Life used to be simple (or so we like to think). Those who worked in an office had an “in” box. When the in-box was empty, you were up-to-date. Incoming paper went in the box. Phone messages were jotted on slips of paper and dropped in that box. Ideas could be jotted on scraps of paper and dropped in the box to be handled later.
In the “old days,” work showed up in few places. Check the mailbox at home and dump the contents into your in-box at home. Check your mailbox at work and dump the contents into your in-box. When you saw the bottom of the in-box, you could relax.
Getting “in” to “empty” was the name of the game.
Getting “in” to “empty” is still the name of the game. What has changed is how many “ins” you have. Before you can get a handle on everything that calls for your attention, you have to first get a good idea of the number of “ins” and where they are. Ask yourself if you have:
…a mailbox at home for U.S. mail?
…a box at work where your receive mail and paper messages?
…voice mail at home?
…voice mail at work?
…voice mail on a cell phone?
…e-mail at home?
…e-mail at work?
…more than one e-mail account at either home or work?
…a notepad living by the phone?
…a fax machine?
…a bulletin board at work where information is posted?
…a work website you are expected to check?
…a legal pad where you take notes during meetings?
…information fed into Evernote?
…a memo pad in your pocket?
…a brief case or purse that collects papers?
...social media accounts to check?
...professional reading piling up in your reader feed?
You may have more in addition to those examples. Take a few minutes to sit down with pencil and paper. List the “ins” you have. If you get them all, the length of the list may surprise you. Each one is an opportunity for things to slip through the cracks. Use this list as a starter. Before you can organize all of your “ins” and have any hope of getting them to “empty,” first you have to know where they are.
Secondly, think about how many you can eliminate? While you may have five different e-mail accounts, tools such as Outlook or Gmail can be configured to check every e-mail account and dump them all into one place. If you have one notebook where you take notes during meetings and another for phone calls and another for meetings with clients, could you merge them into one book with every interaction in chronological order? Can we get rid of that bulletin board where current information is camouflaged by notices for meetings that happened four years, but nobody ever took them down?
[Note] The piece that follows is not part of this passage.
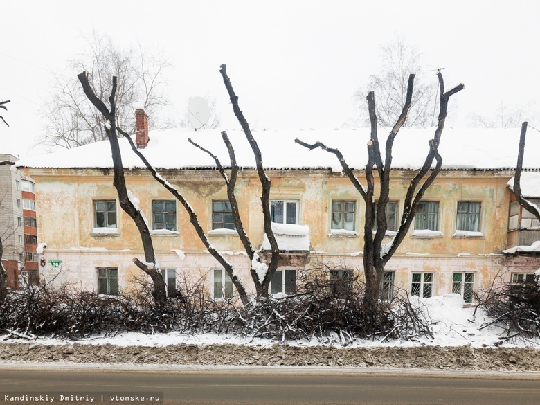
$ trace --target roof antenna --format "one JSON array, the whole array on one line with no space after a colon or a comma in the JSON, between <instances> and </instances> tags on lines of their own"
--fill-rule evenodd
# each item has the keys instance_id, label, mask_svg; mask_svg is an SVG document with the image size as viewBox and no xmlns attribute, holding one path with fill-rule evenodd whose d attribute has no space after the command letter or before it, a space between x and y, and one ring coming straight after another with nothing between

The fewer places you have to look, the less opportunity exists for the ball to be dropped.
Finally, Can we get rid of duplicate notices? If you have ever gotten a phone call asking if you got the faxed copy of the e-mail sent to both your home and work e-mail addresses, you know what I mean. You are looking at a noise-filled corporate culture that is out of control. The time spent to examine how information is communicated in the company and how it could be improved is a great investment of time.
Of course, we can’t roll back the clock to 1975 and the one in-box. We live in a world where information will continue to arrive in multiple places and in multiple forms. Trapping it all, funneling it into one place, and organizing it so that we clearly seeing our marching for the day…that’s the challenge for the 21st century knowledge worker.
How many "Ins" can you count in your own life? When you counted them, was the number a surprise?